Más políticas públicas activas
“Habría que preguntarse en qué medida las políticas públicas podrían prevenir estos hechos. Suele haber pocas instancias para regular situaciones de violencia interpersonal. En general las personas terminan regulando los conflictos como pueden y cuando tienen que acudir a una forma de mediación, la única instancia estatal que hay es la policía, y no siempre está preparada para una solución alternativa de conflictos” describe Marina Medan, investigadora de políticas públicas destinadas a la inclusión social de jóvenes, desde una perspectiva socio antropológica.
“En el accionar policial –continúa la investigadora– hay que entender que la policía no es una institución homogénea, muchas veces actúa bien. Como en general no hay instancias intermedias, no solo en conflictos entre jóvenes, en verano, en los boliches, sino en cualquier momento del año y localidad, no hay personal para prevenirlos, y quien finalmente llega o a quien se acude, no siempre está en las mejores condiciones para actuar”.

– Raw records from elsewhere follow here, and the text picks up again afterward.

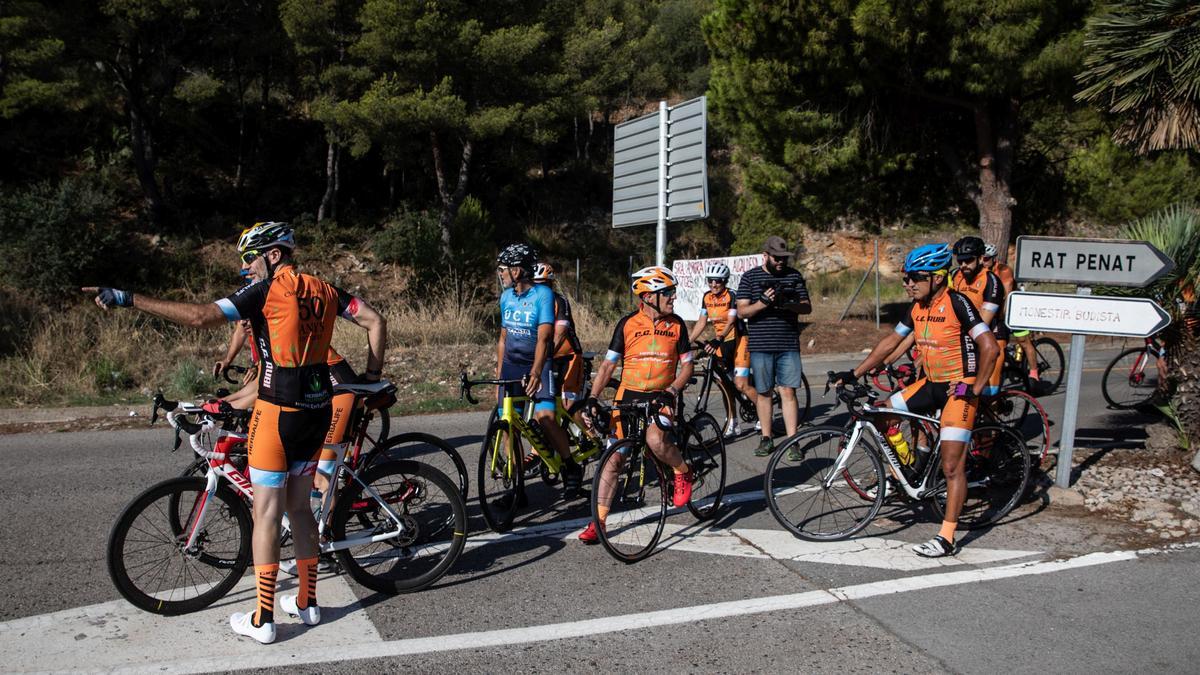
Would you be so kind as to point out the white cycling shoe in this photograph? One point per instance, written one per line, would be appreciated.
(310, 615)
(244, 625)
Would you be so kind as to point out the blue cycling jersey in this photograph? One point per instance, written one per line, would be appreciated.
(521, 316)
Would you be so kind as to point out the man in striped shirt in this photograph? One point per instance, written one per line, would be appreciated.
(771, 299)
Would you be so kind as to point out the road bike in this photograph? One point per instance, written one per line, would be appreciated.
(828, 483)
(1012, 407)
(1133, 378)
(376, 444)
(183, 544)
(717, 394)
(639, 487)
(502, 459)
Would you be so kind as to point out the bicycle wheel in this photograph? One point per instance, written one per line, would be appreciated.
(811, 501)
(435, 526)
(997, 470)
(145, 556)
(1050, 364)
(703, 449)
(1024, 414)
(501, 479)
(629, 475)
(424, 448)
(1131, 380)
(720, 404)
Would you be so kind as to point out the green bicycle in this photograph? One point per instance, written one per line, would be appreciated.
(502, 471)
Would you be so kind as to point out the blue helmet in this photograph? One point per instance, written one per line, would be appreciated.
(930, 257)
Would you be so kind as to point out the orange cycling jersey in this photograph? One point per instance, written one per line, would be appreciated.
(946, 329)
(985, 291)
(720, 311)
(292, 317)
(649, 351)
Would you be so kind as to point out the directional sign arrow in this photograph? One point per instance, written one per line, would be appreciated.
(1090, 262)
(1086, 315)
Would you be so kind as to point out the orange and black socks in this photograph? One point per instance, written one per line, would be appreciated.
(307, 595)
(265, 574)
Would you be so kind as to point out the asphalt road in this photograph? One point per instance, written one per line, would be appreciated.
(1050, 590)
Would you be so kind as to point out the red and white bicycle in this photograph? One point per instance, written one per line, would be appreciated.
(184, 543)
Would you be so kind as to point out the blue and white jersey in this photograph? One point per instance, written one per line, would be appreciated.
(521, 316)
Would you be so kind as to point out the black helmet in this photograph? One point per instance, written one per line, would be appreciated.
(519, 255)
(969, 248)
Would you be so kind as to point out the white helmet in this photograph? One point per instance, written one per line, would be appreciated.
(718, 270)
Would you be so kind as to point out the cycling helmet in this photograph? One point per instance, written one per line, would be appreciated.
(653, 279)
(970, 246)
(263, 236)
(519, 255)
(543, 273)
(718, 270)
(930, 257)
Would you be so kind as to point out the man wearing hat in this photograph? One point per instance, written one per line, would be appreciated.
(771, 299)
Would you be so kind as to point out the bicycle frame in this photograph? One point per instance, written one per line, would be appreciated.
(220, 467)
(862, 425)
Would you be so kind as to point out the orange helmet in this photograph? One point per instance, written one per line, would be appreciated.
(653, 279)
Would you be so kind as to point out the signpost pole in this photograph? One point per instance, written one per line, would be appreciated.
(1071, 407)
(660, 233)
(876, 284)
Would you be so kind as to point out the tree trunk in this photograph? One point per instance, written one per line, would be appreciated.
(329, 199)
(995, 138)
(450, 199)
(144, 162)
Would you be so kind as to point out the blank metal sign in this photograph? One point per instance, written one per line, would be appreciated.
(635, 172)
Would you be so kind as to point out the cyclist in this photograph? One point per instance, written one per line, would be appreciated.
(987, 291)
(955, 346)
(292, 413)
(523, 352)
(1008, 280)
(719, 308)
(568, 354)
(655, 362)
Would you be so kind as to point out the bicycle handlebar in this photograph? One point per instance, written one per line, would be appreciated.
(466, 384)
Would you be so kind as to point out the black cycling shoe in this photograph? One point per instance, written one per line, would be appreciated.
(504, 502)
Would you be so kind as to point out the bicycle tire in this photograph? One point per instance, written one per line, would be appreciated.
(432, 511)
(996, 477)
(634, 526)
(165, 531)
(862, 479)
(1117, 381)
(703, 449)
(1050, 360)
(425, 448)
(1017, 408)
(505, 481)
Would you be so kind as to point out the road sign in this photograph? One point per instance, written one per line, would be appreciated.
(1085, 315)
(1090, 262)
(639, 160)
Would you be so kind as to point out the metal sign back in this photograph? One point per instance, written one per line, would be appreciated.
(1090, 262)
(636, 161)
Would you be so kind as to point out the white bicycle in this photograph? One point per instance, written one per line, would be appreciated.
(184, 543)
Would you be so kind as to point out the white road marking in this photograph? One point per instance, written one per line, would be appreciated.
(115, 634)
(60, 652)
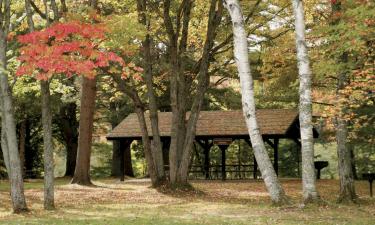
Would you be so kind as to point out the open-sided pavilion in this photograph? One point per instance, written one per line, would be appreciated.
(219, 128)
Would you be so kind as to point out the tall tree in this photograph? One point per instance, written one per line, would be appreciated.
(148, 74)
(86, 122)
(241, 55)
(46, 120)
(182, 132)
(8, 122)
(310, 193)
(68, 126)
(347, 188)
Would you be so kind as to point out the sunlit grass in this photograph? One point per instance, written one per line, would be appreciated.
(213, 202)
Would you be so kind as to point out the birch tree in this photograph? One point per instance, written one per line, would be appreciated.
(9, 136)
(310, 193)
(241, 56)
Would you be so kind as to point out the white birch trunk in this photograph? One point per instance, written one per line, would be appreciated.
(310, 193)
(241, 52)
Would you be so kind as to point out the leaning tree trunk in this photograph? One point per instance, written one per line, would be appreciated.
(82, 170)
(139, 110)
(48, 147)
(347, 188)
(47, 125)
(15, 172)
(22, 144)
(310, 193)
(215, 15)
(69, 130)
(4, 144)
(241, 55)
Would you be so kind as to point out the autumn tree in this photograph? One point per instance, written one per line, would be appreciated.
(9, 143)
(70, 48)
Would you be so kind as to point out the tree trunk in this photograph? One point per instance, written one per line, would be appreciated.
(4, 144)
(139, 110)
(88, 95)
(352, 159)
(22, 145)
(241, 55)
(310, 193)
(69, 130)
(15, 172)
(47, 146)
(116, 159)
(203, 82)
(148, 61)
(347, 188)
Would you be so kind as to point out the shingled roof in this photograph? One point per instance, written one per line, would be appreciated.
(272, 122)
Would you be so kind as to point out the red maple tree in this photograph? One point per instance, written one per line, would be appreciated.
(70, 48)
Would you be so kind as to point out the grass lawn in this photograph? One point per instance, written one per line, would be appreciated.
(213, 202)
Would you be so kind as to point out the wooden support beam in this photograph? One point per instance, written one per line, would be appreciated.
(223, 161)
(276, 155)
(255, 172)
(255, 166)
(125, 155)
(207, 163)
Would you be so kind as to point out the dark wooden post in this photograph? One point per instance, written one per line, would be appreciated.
(255, 166)
(255, 172)
(206, 145)
(166, 143)
(275, 146)
(126, 167)
(122, 161)
(207, 163)
(276, 155)
(223, 161)
(298, 155)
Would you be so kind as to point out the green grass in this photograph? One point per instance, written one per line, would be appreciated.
(213, 202)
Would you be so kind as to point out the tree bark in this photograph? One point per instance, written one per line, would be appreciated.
(310, 194)
(22, 145)
(241, 55)
(69, 130)
(47, 124)
(347, 188)
(15, 172)
(4, 144)
(48, 147)
(116, 159)
(139, 110)
(148, 61)
(88, 95)
(203, 82)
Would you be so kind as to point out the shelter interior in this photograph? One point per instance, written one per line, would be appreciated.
(220, 128)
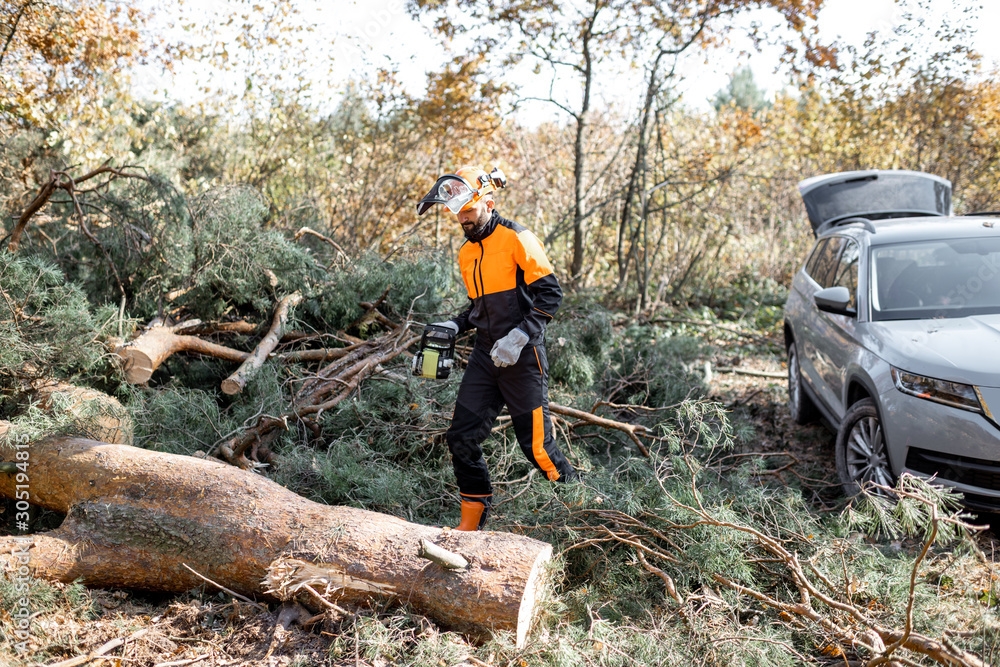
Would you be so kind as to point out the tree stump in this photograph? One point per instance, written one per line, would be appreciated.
(136, 518)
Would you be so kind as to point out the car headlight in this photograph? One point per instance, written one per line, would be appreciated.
(955, 394)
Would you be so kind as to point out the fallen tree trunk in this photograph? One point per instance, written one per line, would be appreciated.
(139, 519)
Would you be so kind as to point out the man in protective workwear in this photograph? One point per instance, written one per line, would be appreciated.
(513, 296)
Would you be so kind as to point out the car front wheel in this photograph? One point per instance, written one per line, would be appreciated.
(862, 455)
(801, 407)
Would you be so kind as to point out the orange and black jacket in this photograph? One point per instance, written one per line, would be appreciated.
(510, 283)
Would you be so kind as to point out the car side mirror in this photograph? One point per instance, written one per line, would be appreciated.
(836, 300)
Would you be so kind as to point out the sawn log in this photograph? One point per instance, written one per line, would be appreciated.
(136, 518)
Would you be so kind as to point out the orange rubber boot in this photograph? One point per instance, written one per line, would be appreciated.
(472, 515)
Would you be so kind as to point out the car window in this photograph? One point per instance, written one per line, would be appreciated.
(924, 280)
(846, 274)
(824, 260)
(814, 257)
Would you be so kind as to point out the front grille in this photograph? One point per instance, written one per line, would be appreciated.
(982, 473)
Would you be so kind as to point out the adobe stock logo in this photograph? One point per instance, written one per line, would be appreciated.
(985, 274)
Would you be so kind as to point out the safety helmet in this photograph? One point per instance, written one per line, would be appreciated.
(463, 188)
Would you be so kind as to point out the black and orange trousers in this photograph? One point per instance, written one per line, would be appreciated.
(485, 389)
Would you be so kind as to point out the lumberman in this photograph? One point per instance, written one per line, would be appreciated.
(513, 295)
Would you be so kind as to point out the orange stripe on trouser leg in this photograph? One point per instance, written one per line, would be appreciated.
(538, 444)
(472, 515)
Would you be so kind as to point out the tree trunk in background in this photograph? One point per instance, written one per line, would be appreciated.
(137, 517)
(586, 70)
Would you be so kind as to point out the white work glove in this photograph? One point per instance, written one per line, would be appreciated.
(506, 350)
(449, 324)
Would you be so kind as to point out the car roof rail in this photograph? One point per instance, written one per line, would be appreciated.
(864, 222)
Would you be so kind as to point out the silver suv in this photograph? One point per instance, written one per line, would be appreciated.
(892, 329)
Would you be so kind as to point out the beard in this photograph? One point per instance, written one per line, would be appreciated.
(474, 233)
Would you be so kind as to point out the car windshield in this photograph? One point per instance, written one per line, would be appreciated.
(950, 278)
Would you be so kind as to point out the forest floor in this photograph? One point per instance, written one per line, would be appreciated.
(210, 628)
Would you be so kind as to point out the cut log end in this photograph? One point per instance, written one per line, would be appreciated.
(532, 596)
(232, 386)
(138, 365)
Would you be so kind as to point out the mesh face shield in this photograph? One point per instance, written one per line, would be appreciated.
(451, 190)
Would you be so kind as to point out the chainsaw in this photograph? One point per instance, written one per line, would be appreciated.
(436, 355)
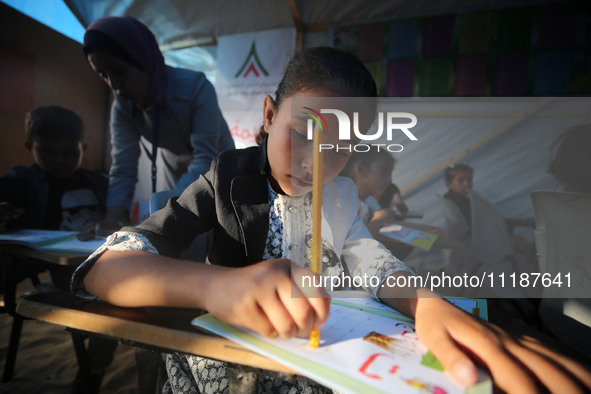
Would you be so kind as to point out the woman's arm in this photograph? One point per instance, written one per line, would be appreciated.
(125, 153)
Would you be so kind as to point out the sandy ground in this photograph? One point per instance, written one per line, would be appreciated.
(46, 361)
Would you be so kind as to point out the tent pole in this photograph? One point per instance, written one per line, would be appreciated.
(297, 21)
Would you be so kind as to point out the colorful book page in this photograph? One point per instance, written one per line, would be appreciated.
(511, 71)
(471, 76)
(474, 33)
(400, 78)
(403, 39)
(553, 72)
(360, 352)
(438, 35)
(51, 241)
(515, 29)
(369, 42)
(417, 238)
(435, 79)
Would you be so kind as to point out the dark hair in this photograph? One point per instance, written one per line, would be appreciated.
(97, 40)
(373, 154)
(53, 122)
(451, 171)
(323, 68)
(571, 159)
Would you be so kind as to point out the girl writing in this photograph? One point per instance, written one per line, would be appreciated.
(245, 201)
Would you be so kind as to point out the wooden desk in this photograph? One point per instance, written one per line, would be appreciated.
(15, 255)
(25, 254)
(167, 329)
(148, 329)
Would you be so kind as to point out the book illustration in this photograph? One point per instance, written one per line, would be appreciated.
(51, 241)
(360, 352)
(417, 238)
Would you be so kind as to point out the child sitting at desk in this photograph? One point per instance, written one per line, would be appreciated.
(56, 194)
(371, 172)
(249, 200)
(458, 179)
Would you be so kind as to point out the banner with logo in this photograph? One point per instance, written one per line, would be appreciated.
(249, 67)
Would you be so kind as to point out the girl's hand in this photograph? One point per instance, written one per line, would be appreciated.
(383, 217)
(264, 298)
(520, 365)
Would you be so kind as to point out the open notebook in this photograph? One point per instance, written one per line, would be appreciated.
(51, 241)
(366, 347)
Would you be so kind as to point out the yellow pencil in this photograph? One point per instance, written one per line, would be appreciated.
(316, 262)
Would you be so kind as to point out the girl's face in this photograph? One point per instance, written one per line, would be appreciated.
(129, 82)
(290, 152)
(375, 178)
(461, 183)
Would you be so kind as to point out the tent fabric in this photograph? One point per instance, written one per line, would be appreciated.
(173, 21)
(506, 140)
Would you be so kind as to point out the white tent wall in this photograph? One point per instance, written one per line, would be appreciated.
(507, 168)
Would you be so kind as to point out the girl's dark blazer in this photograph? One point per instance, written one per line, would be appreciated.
(231, 201)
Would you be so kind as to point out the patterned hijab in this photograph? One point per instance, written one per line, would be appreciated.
(131, 41)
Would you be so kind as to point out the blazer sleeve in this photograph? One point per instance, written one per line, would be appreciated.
(173, 228)
(209, 133)
(125, 153)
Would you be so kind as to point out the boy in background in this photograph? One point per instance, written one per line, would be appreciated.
(56, 194)
(458, 179)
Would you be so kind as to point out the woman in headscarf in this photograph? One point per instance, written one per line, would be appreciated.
(174, 109)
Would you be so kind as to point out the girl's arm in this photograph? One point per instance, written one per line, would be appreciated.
(259, 296)
(520, 365)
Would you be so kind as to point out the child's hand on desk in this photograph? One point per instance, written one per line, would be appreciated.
(260, 297)
(518, 365)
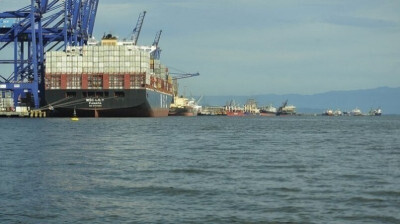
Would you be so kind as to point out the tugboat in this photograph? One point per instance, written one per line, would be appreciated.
(285, 109)
(234, 110)
(376, 112)
(268, 111)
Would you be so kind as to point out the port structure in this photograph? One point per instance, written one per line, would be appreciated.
(155, 54)
(138, 28)
(42, 26)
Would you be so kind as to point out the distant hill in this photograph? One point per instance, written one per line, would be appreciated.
(388, 99)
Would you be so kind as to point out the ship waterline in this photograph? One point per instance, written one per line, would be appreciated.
(109, 103)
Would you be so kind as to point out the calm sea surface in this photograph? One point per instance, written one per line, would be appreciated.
(200, 170)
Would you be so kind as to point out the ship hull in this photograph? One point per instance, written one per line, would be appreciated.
(185, 111)
(109, 103)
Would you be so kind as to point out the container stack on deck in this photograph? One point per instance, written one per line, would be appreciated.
(109, 78)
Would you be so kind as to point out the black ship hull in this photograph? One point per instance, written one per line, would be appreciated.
(108, 103)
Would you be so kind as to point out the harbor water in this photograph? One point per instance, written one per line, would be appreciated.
(299, 169)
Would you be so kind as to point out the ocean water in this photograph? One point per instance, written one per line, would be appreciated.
(200, 170)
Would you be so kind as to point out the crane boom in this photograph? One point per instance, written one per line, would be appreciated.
(138, 28)
(184, 75)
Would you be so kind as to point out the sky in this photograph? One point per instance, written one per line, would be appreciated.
(250, 47)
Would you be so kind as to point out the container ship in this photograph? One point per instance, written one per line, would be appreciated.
(109, 78)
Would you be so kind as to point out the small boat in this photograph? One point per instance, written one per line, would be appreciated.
(74, 117)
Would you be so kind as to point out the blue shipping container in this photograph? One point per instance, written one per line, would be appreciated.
(7, 23)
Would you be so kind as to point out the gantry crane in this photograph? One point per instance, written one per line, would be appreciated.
(41, 26)
(138, 28)
(155, 54)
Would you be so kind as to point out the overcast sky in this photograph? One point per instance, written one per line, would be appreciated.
(247, 47)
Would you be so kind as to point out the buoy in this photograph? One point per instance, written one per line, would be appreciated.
(74, 117)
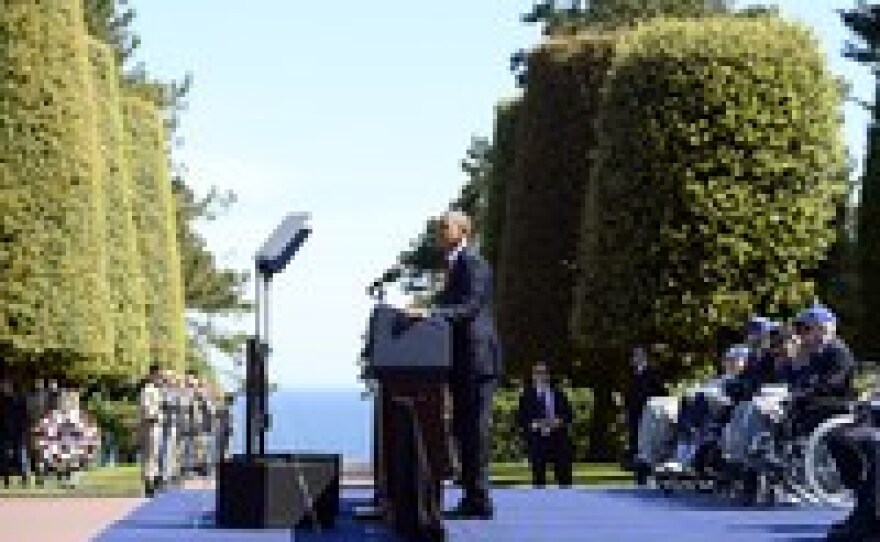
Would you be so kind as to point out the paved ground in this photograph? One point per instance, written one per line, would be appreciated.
(60, 520)
(523, 515)
(82, 519)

“Se puede pensar en más políticas públicas activas de prevención –propone Medan–, con personal especializado para anticiparse a los enfrentamientos. No solo buscar políticas represivas, punitivas o sancionatorias, sino para evitar la conflictividad y lo que la exacerba: regular el consumo de alcohol es básico para prevenir conflictos potencialmente letales”. (Página 12). (28-1-21).